Analysis of treatment outcomes are done on different levels – on a daily basis and over the long term. It varies from discussing a single patient to aggregate outcome results. Together with any benchmarking schemes in your country and or via the EBMT registry, you will get a good insight into how well the program is performing.

Outcome analysis, a summary of important outcomes and review, will teach the transplant team a great deal by spotting trends and helping to indicate where to make changes. A strong advice would be to categorize generally which sounds obvious but make sure you categorize the same as your adverse events, complaints, audit findings, and so on. If you do this for your whole department, you will be even more capable of making global as well as detailed analysis. For further details, see the chapter on outcome in this book.

Risk Assessments

Risk assessment is a crucial tool that must be a core component of any transplant and cell therapy program. Risk assessment is essential in managing change as part of change control and when introducing a new process, procedure, or therapeutic intervention into the program. The challenge is to keep the risk assessment process simple. You easily drown in too many risk assessments. Define what is important and how you want to do it. A risk assessment is also the result of a discussion about a change in treatment from which the why and how you will put in the (electronic) patient file, without saying it is a risk assessment, so partly what you do on a daily basis.

A Practical Example

In JCI, you are required to use the RSVP (reason, story, vital signs, plan) method for verbal and written communication. While implementing this in a facility, the team realized that they already did this through the electronic patient file, not realizing it was a method. The facility saw this as common sense to do so.

Again, it is important to restate that you always need to check what is already in place before implementing a “new” change. What the exact best way is you will learn during implementing and evaluating and can differ per facility.

Audits

There are many audits described in the JACIE standards (see Fig. 16.2) and they will need fine-tuning depending on the scope of your activities. Do not hesitate to combine audits when possible. They are a great tool for learning and should form part of the educational program for staff. One approach for well-funded departments is to set up a team of auditors with members of every discipline. Make teams with a focus to learn from each other. An alternative strategy is to have a small group of individuals with audit training who help less senior staff members such as trainee doctors and nurses who are given individual audit topics to prepare and present to the department. Audit experience is a mandatory requirement in many countries for trainee medical staff and provides good opportunities to gain experience not only in the audit cycle but also in presentation of the completed audit. Good audits can be submitted as abstracts to meetings such as the annual EBMT meeting. The impact that this can have on awareness of processes, who is doing what and implementing changes, is underestimated. Here are some examples of audits that must be performed regularly.

Fig. 16.2
figure 2

Critical processes that must be audited. (With permission from EBMT)

Some take aways:

  • Your professional knowledge is your starting point.
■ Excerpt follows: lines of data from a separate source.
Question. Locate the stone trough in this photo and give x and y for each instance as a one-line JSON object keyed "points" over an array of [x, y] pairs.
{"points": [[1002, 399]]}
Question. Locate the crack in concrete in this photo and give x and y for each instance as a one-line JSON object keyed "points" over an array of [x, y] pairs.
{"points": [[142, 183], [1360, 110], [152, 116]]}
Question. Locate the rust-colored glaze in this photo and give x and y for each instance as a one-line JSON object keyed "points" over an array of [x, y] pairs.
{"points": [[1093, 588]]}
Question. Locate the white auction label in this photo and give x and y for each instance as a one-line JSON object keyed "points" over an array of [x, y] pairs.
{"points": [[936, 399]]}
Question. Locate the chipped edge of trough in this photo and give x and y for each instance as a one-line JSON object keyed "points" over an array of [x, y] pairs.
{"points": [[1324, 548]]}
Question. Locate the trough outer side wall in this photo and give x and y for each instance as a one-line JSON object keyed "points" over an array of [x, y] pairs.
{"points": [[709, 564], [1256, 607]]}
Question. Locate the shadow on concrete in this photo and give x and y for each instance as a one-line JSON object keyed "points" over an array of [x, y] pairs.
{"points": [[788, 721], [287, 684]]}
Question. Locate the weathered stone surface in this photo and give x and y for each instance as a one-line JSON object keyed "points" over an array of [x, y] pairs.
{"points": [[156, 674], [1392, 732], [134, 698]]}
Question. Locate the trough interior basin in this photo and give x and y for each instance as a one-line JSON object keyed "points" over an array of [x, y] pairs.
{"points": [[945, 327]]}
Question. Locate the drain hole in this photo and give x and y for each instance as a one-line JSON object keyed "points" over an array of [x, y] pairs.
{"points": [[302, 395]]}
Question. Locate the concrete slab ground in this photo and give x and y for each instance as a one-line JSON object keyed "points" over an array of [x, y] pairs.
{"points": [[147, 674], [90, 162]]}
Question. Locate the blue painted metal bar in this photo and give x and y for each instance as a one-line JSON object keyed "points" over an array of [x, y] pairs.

  • The FACT-JACIE standards are a really good helpful tool when used with the FACT-JACIE manual.

  • Involve as many of the staff within the transplant program as possible in small and larger tasks, make it “their” system.

  • Make teams for audits and documentation review with the aim to learn and grow.

  • Appoint colleagues with a special field of their attention and give them regular opportunities during the year to present and discuss issues.

  • Check what is already there, which can be used as a starting point for implementation of new things.

  • Ask for input from colleagues in other hospitals who are more experienced on topics that you are not familiar with.

  • Have every new colleague meet the quality manager in their initial training program so that new colleagues are familiarized with QM from the very beginning.